BioinformaticsToolsmith / Identity

Other
33 stars 3 forks source link

Floating point exception (core dumped) #16

Open matnguyen opened 1 year ago

matnguyen commented 1 year ago

I am running the following FASTA file fasta.zip

Using ../meshclust -d file.fasta -o file.txt

MeShClust 2.0 is developed by Hani Z. Girgis, PhD.

This program clusters DNA sequences using identity scores obtained without alignment.

Copyright (C) 2021-2022 Hani Z. Girgis, PhD

Academic use: Affero General Public License version 1.

Any restrictions to use for profit or non-academics: Alternative commercial license is required.

This program is distributed in the hope that it will be useful, but WITHOUT ANY WARRANTY;
without even the implied warranty of MERCHANTABILITY or FITNESS FOR A PARTICULAR PURPOSE.

Please contact Dr. Hani Z. Girgis (hzgirgis@buffalo.edu) if you need more information.

Please cite the following papers:
        MeShClust v3.0: High-quality clustering of DNA sequences using the mean shift algorithm
        and alignment-free identity scores (2022). Hani Z. Girgis, BMC Genomics, 23(1):423.

        Identity: Rapid alignment-free prediction of sequence alignment identity scores using
        self-supervised general linear models (2021).

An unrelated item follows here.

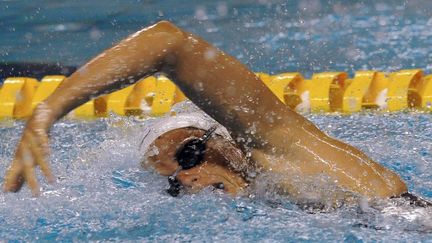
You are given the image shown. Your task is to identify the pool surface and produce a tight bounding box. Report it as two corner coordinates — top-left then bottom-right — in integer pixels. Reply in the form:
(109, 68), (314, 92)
(0, 0), (432, 242)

Hani Z. Girgis, Benjamin T. James, and
        Brian B. Luczak. NAR Genom Bioinform, 13(1), lqab001.

        A survey and evaluations of histogram-based statistics in alignment-free sequence
        comparison (2019). Brian B. Luczak, Benjamin T. James, and Hani Z. Girgis. Briefings
        in Bioinformatics, 20(4):1222–1237.

        MeShClust: An intelligent tool for clustering DNA sequences (2018). Benjamin T. James,
        Brian B. Luczak, and Hani Z. Girgis. Nucleic Acids Res, 46(14):e83.

Database file: low_diversity_day.fasta
Output file: low_diversity_day.txt
Cores: 16
Estimating the threshold ...
Average: 29846
K: 7
Histogram size: 16384
A histogram entry is 32 bits.
Generating data.
Number of standard deviations: 2
Preparing data ...
        Positive examples: 9990
        Training size: 4995
        Validation size: 4995
Better performance of: 0.000105995
        jeffrey_divergence
Better performance of: 4.05578e-05
        jeffrey_divergence
        correlation x correlation^2
Better performance of: 3.28931e-05
        jeffrey_divergence
        simMM
        euclidean x cosine
        euclidean x correlation
        correlation x correlation^2
Better performance of: 2.8555e-05
        jeffrey_divergence
        simMM
        chi_squared^2
        minkowski^2
        euclidean x cosine
        euclidean x correlation
        chi_squared x cosine^2
        correlation x correlation^2
Selected statistics:
        jeffrey_divergence
        simMM
        chi_squared^2
        minkowski^2
        euclidean x cosine
        euclidean x correlation
        chi_squared x cosine^2
        correlation x correlation^2
Finished training.
        MAE: 0.00398844
        MSE: 2.8555e-05
Optimizing ...
Validating ...
        MAE: 0.00411611
        MSE: 3.08339e-05
Mean = 0.992131
STD = 3.33067e-16
Min = 0.992131
============================================
0.992131
Final threshold: 0.992131
Calculated threshold: 0.992131
Block size for all vs. all: 25000
Block size for reading sequences: 100000
Number of data passes: 10
Can assign all: No

Average: 29846
K: 7
Histogram size: 16384
A histogram entry is 32 bits.
Generating data.
Floating point exception (core dumped)
ashleyp1 commented 3 days ago

I got the same error and I finally figured it out! It's throwing an error because the estimated threshold is greater than 0.99. I went back through the README and found the threshold parameter and realized it was the problem.

-t: Optional. Threshold identity score (between 0 & 0.99) for determining cluster membership.

You can get around this by running meshclust -d file.fasta -o file.txt -t 0.99 in cases where the estimated threshold comes back as >0.99.